Data Transfers

The systems in Göttingen are equipped with various file systems each. Their properties and their intended utilization are described here.

Disk quotas based on group ownerships are implemented on each site’s global (non-local) file systems.

We support file transfer tools like scp or rsync which use the SSH protocol in the background to establish the connection and to encrypt the data transfer. For this reason, a working SSH connection is a prerequisite for data transfer. Each of the following sections deals with a specific direction for establishing the transfer connection. Independent of the connection direction, data can always be transferred “from” or “to” the connected target host.

Data Transfer Connecting from the Outside World

External connections to the systems Göttingen require that an SSH key pair is used for authentication. More details can be found here. The location of the private key file can be specified when calling scp or rsync on the user’s local machine. Some examples including both data transfer directions are shown below.

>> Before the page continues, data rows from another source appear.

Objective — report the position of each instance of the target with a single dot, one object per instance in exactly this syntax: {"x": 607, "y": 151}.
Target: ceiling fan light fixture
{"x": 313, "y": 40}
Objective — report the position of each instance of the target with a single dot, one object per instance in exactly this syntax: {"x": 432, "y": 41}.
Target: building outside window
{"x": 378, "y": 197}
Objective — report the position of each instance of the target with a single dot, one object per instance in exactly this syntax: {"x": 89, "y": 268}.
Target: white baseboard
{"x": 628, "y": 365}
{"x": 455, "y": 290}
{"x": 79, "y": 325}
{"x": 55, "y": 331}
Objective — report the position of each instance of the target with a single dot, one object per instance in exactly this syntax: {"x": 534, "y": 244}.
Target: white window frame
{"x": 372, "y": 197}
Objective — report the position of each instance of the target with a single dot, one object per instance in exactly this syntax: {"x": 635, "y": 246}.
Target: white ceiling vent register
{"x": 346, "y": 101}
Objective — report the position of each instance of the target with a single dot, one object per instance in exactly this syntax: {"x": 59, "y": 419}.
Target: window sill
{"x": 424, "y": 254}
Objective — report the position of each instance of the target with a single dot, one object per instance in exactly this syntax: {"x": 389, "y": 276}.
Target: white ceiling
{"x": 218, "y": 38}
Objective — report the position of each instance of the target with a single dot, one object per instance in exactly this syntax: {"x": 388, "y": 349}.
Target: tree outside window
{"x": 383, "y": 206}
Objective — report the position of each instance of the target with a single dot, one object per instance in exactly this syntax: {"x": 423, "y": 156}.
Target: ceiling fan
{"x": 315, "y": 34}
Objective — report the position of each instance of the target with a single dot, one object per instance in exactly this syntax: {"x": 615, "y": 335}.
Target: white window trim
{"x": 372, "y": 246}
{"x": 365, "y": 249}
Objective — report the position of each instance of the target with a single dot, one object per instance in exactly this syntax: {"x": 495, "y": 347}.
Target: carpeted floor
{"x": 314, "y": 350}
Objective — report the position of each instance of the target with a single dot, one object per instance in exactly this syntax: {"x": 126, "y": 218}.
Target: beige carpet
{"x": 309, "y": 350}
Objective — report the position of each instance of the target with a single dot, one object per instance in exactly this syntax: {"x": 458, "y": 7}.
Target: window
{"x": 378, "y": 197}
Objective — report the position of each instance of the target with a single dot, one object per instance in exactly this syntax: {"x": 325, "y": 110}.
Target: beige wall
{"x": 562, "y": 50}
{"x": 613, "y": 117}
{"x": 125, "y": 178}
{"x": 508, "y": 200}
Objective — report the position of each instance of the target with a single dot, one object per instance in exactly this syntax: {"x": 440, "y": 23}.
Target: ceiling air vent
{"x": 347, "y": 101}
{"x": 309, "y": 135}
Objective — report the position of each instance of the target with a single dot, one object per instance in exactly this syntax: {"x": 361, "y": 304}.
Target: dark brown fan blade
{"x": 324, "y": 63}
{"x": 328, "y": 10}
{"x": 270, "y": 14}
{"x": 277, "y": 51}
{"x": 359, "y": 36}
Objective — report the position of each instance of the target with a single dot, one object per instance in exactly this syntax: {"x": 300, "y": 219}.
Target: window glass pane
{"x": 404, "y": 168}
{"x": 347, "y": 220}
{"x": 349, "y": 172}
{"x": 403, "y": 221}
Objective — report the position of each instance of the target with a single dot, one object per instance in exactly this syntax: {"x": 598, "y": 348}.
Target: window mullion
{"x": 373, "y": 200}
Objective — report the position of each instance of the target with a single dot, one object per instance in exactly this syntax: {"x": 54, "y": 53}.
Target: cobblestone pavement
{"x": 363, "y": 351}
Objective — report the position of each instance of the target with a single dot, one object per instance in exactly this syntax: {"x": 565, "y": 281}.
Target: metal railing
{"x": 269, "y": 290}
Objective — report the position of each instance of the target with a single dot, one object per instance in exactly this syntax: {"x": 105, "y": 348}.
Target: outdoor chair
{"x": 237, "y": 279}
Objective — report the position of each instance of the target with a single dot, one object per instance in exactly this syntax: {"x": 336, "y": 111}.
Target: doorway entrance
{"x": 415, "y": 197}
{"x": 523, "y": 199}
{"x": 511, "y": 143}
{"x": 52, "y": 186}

Using scp, the option -i <fullpath_of_privatekeyfile> can be added:

$ scp -i <fullpath_of_privatekeyfile> <username>@glogin.hpc.gwdg.de:<remote_source> <local_target>
$ scp -i <fullpath_of_privatekeyfile> <local_source> <username>@glogin.hpc.gwdg.de:<remote_target>

With rsync, the nested option -e ‘ssh -i <fullpath_of_privatekeyfile>’ can be added:

$ rsync -e 'ssh -i <fullpath_of_privatekeyfile>' <username>@glogin.hpc.gwdg.de:<remote_source> <local_target>
$ rsync -e 'ssh -i <fullpath_of_privatekeyfile>' <local_source> <username>@glogin.hpc.gwdg.de:<remote_target>

Alternatively, the additional options shown above for specifying the location of the private key file can be omitted. In this case it is necessary to have a corresponding SSH configuration on the user’s local machine as described here. To verify this, the corresponding SSH connection must be working without specifying the private key file on the command line.

Data Transfer Connecting to the Outside World

Connections to external machines located anywhere in the world can be established interactively from the login nodes. In this case, the SSH key pair mentioned above for external connections to the login nodes is not required. However, additional rules imposed by the external host or institution may apply.

Data transfer in the context of a batch job is restricted due to limited network access of the compute nodes. Please send a message to the support mailing list in case you need further help.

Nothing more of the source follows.